Hébété, il releva la tête. Il était seul maintenant sur la terrasse, à côté de la morte. Il prit conscience de l'énormité de son geste. Un nègre a étranglé une blanche. La fille de Rolland Lormier, homme d'affaire connu, respecté, riche, et au pouvoir infini sur ce bout de caillou perdu au coeur des Caraïbes. A l'intérieur de la villa, sur une table basse, la boucle d'un sac attira son regard. Aveuglé par la lumière, les larmes, et la sueur, il tituba vers le petit point scintillantet ouvrit. Une liasse de billets apparut. 20 000 dollars USA. Même dans ses rêves, Pierre-Louison n'avait jamais imaginé une somme pareille. D'où provenait cet argent ? Savait-il que c'était un petit cadeau offert par les amis sud-américains du bonhomme d'affaire pour avoir mis à disposition son yacht à leur disposition ? Une tonne de cocaïne avait pu être ainsi lancée sur le marché. Savait-il que ce pognon se trouvait là parce que Lormier, sollicité par une bouffe diurne, et une sieste coquine, voire cochonne, s'était dépêché de répondre à la demande et, sûr de lui, avait laissé tout en plan, que pouvait-il arriver ?
Pierre-Louison s'en foutait. Il venait de tuer une Blanche.
La fille de Lormier.
Il s'empara de la liasse, l'enveloppa dans un sac poubelle qu'il avait toujours sur sa brouette, puis il alla l'enterrer au bord d'une haie de lauriers. Il revint près de la terrasse. Le plus dur restait à faire. Il se plaça à dix mètres du mur qui lui faisait face. Dans un hurlement sauvage, il fonça sur le mur, tête en avant. Le choc le fit sombrer dans l'inconscience noire.
Il se borna à se lamenter : "Ma tête; ma tête !" La police, fatiguée de ses jérémiades, le laissa filer.
Fou de chagrin, Lormier se logea une balle dans le coeur.

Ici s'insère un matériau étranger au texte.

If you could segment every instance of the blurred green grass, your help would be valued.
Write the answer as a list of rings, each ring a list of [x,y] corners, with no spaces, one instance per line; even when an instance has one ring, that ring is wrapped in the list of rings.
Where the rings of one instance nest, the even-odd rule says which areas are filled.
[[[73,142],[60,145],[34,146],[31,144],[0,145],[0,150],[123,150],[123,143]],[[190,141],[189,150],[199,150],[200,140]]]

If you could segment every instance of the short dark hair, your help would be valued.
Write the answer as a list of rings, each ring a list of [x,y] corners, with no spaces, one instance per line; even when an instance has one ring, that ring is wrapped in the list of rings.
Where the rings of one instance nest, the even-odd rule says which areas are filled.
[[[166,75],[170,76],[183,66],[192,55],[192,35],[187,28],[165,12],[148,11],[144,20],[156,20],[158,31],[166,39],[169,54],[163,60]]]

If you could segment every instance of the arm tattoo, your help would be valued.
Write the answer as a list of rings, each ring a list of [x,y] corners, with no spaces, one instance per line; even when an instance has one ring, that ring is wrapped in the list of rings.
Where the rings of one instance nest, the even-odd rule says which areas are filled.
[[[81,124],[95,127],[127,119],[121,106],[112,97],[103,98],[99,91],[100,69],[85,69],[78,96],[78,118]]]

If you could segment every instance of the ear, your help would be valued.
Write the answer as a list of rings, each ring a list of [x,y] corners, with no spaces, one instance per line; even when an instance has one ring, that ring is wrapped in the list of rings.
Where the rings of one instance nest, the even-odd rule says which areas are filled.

On oublia le drame et d'autres salopards purent empoisonner la vie de leurs semblables. Pierre-Louison, au hazard d'une rare nuit sans étoiles, revint récupérer le sac en plastique et disparut dans la mangrove.
Dix-huit ans s'étaient écoulés.
Marco jeta un coup d'oeil à sa montre : midi.
- Pas de journal, aujourd'hui ?
- Non. Beaucoup de circule dans l'en-ville. Le facteur passera qu'en début d'aprème.
- Dis donc, ça s'arrange pas, Hyppolite.
- Oh, non. Il a beaucoup de copains et beaucoup de problèmes, Hyppolite.
- Bon , fit Marco. A demain.
- A demain, répondit Pierre-Louison.
La guitare s'était tue. On entendait tout simplement, dans ce décor paradisiaque, la mer, les vagues qui glissaient doucement sur le sable blanc.